Many non-Muslim women in the United States have posted photos of themselves wearing a headscarf on “One Million Hijabs for Shaima Alawadi,” which is a recently created webpage on Facebook.
The Facebook page had about 10,000 likes on April 2.
Jean Younis, the office manager at Bonita Valley Adventist Church in National City, California, said she would wear an Islamic headscarf to support the family and friends of Shaima Alawadi on Sunday, according to a recent article published by the Washington Post.
“I do expect a reaction, but that’s the point. It needs to be discussed,” said Younis.
The 59-year-old church office manager is one of the many non-Muslim women who have expressed solidarity with 32-year-old Shaima Alawadi.
Alawadi, mother of five, was found unconscious at her home in El Cajon, California, on March 21. She died after being found beaten and lying in a pool of blood next to a note saying “go back to your country, you terrorist”.
There have also been “hijab and hoodie” demonstrations at several universities across the United States in recent days. The notion of “hoodie” refers to the killing of Trayvon Martin, a black teenager gunned down by a neighborhood watch volunteer in Florida on February 26.

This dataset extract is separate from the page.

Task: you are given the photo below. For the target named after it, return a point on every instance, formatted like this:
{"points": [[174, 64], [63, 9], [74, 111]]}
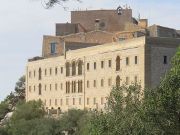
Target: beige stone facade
{"points": [[83, 78]]}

“They were both killed because of the way they looked and that is so wrong,” Younis said.
Trayvon Martin and Shaima Alawadi are not the only victims of alleged hate crime in the United States in recent weeks.
On March 24, 19-year-old college student Kendrec McDade was shot and killed by two Pasadena police officers in Los Angeles County, California. Pasadena Police Chief Phillip Sanchez said he believed as many as “eight shots” were fired at McDade.
According to a report by Federal Bureau of Investigation, only in 2010 the statistics regarding single-bias hate crime incidents that were prosecuted in the United States showed there were 3,949 victims of racially motivated hate crimes, with 70 percent being victims of anti-black bias.
The FBI compiles annual statistics on hate crimes in the United States, but many commentators believe the bureau understates the real level of reported and unreported hate crimes each year.